# Spring auction in April.



## misl (May 1, 2010)

Hi Folks

Just a note about the spring auction, It is a members only to sell, you can join that night if you like. Buying is open to anyone ,
Great night to come if you have not been before.
This year it is also a plant and fish auction only, save up your equipment for the big november annual auction, that is an all day affair.


----------



## pieces71 (Apr 21, 2010)

more info pls...where... when....etc..


----------



## AquaAddict (Dec 4, 2010)

Our Annual Spring Auction is Wednesday, April 13th at the Vancouver Public Aquarium, Marilyn Blusson Centre, side entrance. Just follow everybody else over the bridge in the Aquarium.
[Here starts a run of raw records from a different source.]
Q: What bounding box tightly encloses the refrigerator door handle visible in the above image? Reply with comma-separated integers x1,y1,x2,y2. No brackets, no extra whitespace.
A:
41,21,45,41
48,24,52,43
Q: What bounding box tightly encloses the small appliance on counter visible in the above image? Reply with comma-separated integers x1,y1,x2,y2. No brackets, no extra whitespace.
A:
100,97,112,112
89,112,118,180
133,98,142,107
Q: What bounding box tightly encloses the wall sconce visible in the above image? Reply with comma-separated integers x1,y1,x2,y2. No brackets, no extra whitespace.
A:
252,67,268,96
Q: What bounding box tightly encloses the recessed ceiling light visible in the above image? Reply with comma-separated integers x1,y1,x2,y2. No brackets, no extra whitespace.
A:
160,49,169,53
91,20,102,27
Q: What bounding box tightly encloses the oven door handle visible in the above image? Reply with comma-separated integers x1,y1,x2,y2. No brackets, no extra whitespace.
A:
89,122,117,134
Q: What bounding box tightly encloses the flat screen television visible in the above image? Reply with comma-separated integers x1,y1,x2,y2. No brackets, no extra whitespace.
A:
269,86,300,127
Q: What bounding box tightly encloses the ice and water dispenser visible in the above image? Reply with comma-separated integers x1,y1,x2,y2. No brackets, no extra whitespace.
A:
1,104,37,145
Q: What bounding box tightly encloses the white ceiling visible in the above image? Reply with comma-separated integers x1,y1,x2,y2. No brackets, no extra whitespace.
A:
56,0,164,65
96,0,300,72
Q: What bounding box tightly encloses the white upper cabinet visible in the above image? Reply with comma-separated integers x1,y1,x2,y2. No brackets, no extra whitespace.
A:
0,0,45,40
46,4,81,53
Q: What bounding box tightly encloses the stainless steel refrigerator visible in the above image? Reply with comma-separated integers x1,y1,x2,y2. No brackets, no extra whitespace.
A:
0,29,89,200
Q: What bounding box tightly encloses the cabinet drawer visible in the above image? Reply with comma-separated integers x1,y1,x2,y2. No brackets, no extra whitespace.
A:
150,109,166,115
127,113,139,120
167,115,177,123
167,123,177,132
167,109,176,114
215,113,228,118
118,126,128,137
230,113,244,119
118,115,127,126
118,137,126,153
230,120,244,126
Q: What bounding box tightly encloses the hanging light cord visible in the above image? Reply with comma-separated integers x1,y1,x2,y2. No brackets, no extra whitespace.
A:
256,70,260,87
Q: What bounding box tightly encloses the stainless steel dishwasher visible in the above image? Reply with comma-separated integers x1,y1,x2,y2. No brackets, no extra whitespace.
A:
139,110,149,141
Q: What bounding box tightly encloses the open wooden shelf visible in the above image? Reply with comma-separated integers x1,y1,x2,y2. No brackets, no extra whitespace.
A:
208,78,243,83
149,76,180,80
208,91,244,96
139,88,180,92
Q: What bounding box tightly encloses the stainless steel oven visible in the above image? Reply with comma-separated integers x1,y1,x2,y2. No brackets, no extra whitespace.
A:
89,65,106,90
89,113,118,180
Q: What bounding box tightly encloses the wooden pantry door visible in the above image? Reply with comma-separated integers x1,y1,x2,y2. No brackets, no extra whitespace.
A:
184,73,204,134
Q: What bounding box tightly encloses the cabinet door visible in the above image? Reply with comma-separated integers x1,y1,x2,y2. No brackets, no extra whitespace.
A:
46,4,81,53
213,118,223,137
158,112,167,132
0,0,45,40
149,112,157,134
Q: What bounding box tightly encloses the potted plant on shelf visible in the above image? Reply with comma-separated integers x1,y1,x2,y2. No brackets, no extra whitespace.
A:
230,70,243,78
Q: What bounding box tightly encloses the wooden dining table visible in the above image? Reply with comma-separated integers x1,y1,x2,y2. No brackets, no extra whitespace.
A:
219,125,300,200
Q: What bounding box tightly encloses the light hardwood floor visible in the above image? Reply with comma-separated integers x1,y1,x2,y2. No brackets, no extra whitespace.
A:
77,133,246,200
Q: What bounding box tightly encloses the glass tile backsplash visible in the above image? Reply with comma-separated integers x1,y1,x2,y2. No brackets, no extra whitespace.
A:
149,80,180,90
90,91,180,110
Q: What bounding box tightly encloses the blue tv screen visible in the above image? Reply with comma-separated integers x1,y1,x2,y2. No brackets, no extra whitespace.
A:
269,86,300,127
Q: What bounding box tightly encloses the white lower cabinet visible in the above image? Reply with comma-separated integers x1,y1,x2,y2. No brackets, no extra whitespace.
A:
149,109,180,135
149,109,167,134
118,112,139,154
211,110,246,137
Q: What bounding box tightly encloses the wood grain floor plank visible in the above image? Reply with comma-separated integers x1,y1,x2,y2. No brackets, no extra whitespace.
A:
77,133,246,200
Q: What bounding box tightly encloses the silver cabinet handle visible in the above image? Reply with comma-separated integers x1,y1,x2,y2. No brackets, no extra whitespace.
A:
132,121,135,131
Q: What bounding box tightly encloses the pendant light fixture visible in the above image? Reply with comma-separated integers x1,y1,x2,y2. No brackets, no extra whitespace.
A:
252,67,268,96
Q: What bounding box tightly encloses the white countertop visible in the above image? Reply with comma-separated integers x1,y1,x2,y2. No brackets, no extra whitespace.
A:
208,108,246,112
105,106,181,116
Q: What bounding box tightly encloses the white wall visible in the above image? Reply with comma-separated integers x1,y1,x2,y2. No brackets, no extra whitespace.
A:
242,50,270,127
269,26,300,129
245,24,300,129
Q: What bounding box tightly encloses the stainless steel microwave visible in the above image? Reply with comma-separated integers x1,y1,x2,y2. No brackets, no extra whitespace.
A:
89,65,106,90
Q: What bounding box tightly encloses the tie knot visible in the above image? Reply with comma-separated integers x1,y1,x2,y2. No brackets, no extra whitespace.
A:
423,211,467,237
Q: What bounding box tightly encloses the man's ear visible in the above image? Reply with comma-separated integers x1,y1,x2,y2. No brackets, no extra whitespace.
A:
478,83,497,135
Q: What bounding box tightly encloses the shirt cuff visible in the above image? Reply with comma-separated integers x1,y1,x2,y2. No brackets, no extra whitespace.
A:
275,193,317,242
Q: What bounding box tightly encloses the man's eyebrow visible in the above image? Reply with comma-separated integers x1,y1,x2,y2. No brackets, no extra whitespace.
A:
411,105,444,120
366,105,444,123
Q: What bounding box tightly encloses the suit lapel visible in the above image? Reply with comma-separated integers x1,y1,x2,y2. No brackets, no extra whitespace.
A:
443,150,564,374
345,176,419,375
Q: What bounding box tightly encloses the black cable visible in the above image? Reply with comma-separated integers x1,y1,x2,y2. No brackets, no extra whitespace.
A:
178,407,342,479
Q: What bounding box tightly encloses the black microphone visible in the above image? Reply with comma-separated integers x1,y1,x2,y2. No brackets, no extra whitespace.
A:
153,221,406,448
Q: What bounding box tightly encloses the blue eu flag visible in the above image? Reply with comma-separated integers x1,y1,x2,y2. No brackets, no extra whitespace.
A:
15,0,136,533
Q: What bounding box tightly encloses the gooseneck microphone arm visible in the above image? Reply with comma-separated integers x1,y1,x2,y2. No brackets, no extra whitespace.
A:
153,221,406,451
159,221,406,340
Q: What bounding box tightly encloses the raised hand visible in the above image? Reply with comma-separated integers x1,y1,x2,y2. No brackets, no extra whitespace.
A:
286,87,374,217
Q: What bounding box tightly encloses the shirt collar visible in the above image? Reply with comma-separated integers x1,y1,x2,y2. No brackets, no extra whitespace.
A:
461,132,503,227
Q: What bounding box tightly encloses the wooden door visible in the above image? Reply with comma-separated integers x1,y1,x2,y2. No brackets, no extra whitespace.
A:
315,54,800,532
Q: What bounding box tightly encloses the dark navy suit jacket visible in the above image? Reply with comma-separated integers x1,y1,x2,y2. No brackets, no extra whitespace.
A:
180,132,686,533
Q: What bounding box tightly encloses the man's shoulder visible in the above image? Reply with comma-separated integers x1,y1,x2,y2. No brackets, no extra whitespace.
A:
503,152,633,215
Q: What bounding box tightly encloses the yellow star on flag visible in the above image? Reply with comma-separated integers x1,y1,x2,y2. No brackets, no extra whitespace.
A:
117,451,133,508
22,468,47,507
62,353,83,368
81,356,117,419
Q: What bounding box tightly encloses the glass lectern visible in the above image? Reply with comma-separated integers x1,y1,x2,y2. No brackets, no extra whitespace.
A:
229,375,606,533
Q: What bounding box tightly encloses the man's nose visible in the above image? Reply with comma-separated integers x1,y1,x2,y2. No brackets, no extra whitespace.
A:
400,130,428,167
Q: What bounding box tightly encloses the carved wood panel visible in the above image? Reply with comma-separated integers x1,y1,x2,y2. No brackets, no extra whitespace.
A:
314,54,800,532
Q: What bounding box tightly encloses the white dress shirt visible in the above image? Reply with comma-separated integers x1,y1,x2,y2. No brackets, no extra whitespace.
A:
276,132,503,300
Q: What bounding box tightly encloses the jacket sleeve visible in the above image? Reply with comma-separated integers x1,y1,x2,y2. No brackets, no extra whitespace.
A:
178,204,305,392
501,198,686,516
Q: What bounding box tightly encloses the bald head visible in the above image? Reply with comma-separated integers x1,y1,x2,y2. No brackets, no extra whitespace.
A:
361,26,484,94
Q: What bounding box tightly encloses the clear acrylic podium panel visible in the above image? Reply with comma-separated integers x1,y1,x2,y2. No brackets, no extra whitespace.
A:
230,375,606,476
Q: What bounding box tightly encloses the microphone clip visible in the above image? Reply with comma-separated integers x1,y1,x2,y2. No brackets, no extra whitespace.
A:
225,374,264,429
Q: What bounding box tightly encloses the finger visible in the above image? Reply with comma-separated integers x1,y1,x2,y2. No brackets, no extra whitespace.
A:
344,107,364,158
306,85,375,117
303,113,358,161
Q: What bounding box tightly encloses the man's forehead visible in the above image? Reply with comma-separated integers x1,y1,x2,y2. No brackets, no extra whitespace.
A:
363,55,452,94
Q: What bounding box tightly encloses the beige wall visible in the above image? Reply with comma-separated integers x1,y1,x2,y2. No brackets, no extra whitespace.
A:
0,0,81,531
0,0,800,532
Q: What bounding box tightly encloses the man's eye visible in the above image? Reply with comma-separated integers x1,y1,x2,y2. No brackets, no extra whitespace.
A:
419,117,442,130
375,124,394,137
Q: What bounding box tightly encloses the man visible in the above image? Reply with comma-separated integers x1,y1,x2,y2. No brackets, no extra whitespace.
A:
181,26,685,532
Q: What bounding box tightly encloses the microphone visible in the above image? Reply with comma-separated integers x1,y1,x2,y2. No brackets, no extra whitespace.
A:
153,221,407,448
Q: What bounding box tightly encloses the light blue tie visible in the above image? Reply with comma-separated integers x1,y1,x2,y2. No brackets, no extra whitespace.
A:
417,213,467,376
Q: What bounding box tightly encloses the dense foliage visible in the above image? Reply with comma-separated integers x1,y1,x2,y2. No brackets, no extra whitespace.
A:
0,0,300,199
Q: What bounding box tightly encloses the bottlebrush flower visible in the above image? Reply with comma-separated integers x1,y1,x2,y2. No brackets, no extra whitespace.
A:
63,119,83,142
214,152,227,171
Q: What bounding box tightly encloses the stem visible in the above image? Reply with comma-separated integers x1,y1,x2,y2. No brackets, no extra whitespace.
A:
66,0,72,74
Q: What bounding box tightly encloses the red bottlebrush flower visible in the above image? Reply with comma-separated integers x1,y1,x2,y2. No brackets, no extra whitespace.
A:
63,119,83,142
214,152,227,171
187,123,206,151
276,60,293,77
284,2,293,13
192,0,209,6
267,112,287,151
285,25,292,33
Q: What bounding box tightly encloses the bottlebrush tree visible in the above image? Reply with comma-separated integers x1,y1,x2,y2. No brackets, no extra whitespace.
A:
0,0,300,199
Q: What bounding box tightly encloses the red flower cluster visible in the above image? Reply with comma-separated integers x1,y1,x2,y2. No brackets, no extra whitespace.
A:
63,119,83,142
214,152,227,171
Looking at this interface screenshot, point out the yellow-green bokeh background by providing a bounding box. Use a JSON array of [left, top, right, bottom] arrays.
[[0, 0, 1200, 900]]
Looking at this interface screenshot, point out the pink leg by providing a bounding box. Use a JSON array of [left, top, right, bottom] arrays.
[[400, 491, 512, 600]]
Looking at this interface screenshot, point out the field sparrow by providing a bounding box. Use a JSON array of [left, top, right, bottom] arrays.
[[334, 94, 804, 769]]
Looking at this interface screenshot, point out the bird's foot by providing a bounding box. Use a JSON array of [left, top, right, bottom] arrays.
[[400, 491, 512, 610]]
You will see us just inside where you can sign in as a guest or member.


----------



## Nephrus (Apr 2, 2011)

what time will this be or is it the whole day?


----------



## CRS Fan (Apr 21, 2010)

Nephrus said:


> what time will this be or is it the whole day?


The auction begins at 7:30PM and will probably go to about 10:00PM.

Best regards,

Stuart


----------



## Mykiss (Apr 22, 2010)

Well, we try to get it done sooner than that. I think at around 10 pm is when everything will be all packed up and all the last few people will be leaving then. Most of the crowd will be leaving before that.
________


----------



## Phillyb (Jan 18, 2011)

so april 13th? is it free to walk in ?this sounds like a good day to stock up the tank


----------



## charles (Apr 21, 2010)

yup, it is... if you are looking for plants and fish, this is the one to go to.


----------



## davefrombc (Apr 21, 2010)

This thread gives you information on the meetings and icludes a picture of the rear of the aquarium building and walkway to the meeting rooms .
http://www.bcaquaria.com/forum/vancouver-aquatic-hobbyist-society-67/vahs-meetings-14318/


----------



## misl (May 1, 2010)

The annual VAHS spring auction is just a week away. April 13. Hope to see a lot of you there.


----------



## spit.fire (Jan 3, 2011)

id love to go but staying out in vancouver till 10pm is kinda late for me considering i would have to drive back to abbotsford after


----------



## MOLOTO (Jun 8, 2010)

Does anybody know if there are african cichlids being auctioned? Might be worth checking out.


----------



## charles (Apr 21, 2010)

They are usually. I think Ioan from the island is coming. He is like one of the best African cichlid breeders around. Oh, fishbait or Wayne usually comes as well as Barry... Kodak or Clayton, and a few others usually shows up as well.


----------



## kirkdgxp (Apr 21, 2010)

I understand that Charles is bringing Zebra Plecos


----------



## kirkdgxp (Apr 21, 2010)

And Salmon, Whales and a few Great White Sharks too


----------



## Brisch (May 13, 2010)

No dont bring the zebra plecos!!!! I need there to be one or two around when i get to buying some


----------



## charles (Apr 21, 2010)

Well, let me know what to bring for you... 2 more days


----------



## mysticalnet (Apr 22, 2010)

Wait, no shrimps?!


----------



## poiuy704 (Nov 6, 2010)

Damm! Canucks or fish I`m having a really tough time deciding. Really wish the game was another night


----------



## mysticalnet (Apr 22, 2010)

so are there shrimps or not?


----------



## mysticalnet (Apr 22, 2010)

Where were the zebra plecos? I was waiting for them to be auctioned!


----------